In spite of this breadth, the film also homes in on what was probably his most ambitious effort, My Coma Dreams. The title refers to a medically induced coma that Hersch sustained in 2008 and his retrospective impressions after regaining consciousness. The music he composed for this project was organized around a script written by Herschel Garfein, who directed what amounted to an amalgam of a monodrama for a narrator embedded in an instrumental ensemble augmenting a jazz combo with a string section. Some readers may recall that when this show was “taken on the road,” the tour included a performance in Herbst Theatre presented by San Francisco Performances.

In spite of this focus, Lagarde and Lozano are more than generous in providing opportunities to listen to Hersch making music, primarily as a soloist but also in combo settings.

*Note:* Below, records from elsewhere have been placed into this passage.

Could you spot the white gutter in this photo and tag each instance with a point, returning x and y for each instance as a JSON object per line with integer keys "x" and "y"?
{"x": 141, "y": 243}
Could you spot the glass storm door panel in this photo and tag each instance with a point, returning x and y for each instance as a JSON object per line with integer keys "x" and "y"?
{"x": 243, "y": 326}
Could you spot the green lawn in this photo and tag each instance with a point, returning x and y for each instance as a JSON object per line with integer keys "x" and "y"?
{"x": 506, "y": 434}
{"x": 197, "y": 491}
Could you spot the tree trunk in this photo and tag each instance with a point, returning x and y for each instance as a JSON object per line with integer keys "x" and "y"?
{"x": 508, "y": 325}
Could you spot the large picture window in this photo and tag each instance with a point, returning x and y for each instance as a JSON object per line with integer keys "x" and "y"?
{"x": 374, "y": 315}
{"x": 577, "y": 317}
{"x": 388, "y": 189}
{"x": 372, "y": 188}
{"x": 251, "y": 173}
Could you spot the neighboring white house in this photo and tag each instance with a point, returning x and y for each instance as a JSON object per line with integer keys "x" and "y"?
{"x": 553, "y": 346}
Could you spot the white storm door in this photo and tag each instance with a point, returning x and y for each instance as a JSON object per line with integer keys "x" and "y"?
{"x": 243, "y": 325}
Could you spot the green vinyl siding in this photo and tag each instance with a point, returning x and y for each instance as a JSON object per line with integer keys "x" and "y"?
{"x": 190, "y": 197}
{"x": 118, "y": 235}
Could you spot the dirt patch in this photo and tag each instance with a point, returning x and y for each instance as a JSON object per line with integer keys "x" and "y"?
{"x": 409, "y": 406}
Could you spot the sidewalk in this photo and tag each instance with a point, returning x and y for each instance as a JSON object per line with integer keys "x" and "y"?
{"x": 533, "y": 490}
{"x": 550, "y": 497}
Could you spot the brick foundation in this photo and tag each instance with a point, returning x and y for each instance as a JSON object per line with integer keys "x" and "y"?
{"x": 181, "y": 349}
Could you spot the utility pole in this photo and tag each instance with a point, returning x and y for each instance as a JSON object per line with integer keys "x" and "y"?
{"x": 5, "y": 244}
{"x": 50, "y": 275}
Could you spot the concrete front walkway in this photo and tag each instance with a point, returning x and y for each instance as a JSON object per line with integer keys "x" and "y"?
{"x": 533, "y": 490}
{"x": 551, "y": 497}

I have to say that the film had strong personal impact when attention was turned to the Village Vanguard. The Vanguard had provided me with my first opportunity to listen to Thelonious Monk play, back when I was a graduate student. I could barely get my head around what he was doing, and his very presence scared the daylights out of me. Nevertheless, I accepted the fact that the only way in which I could learn to listen to Monk’s music was to listen to Monk playing it.

There was thus a certain irony in that the account given of My Coma Dreams in this documentary included an extended section devoted to Hersch’s own take on Monk’s music. The title of that particular movement is “Dream of Monk;” and it involved a poignantly elegant deconstruction of “Crepuscule with Nellie.” I suspect that one of the reasons that Lagarde and Lozano allowed so much attention to this excerpt was because it amounted to an almost clinical account of efforts to recover memories in the wake of the coma experience.

My other major takeaway involved Hersch’s composition entitled “Whirl.” This shows up on several of his recordings and was also the title of the 2010 album that marked the first recorded appearance of his trio with John Hébert on bass and Eric McPherson on drums, a trio that has now been playing at the Vanguard for over a decade. I had always thought that the title referred to an underlying sense of dynamic energy; but, thanks to this cinematic biography, I now know that the music was inspired by the ballerina Suzanne Farrell!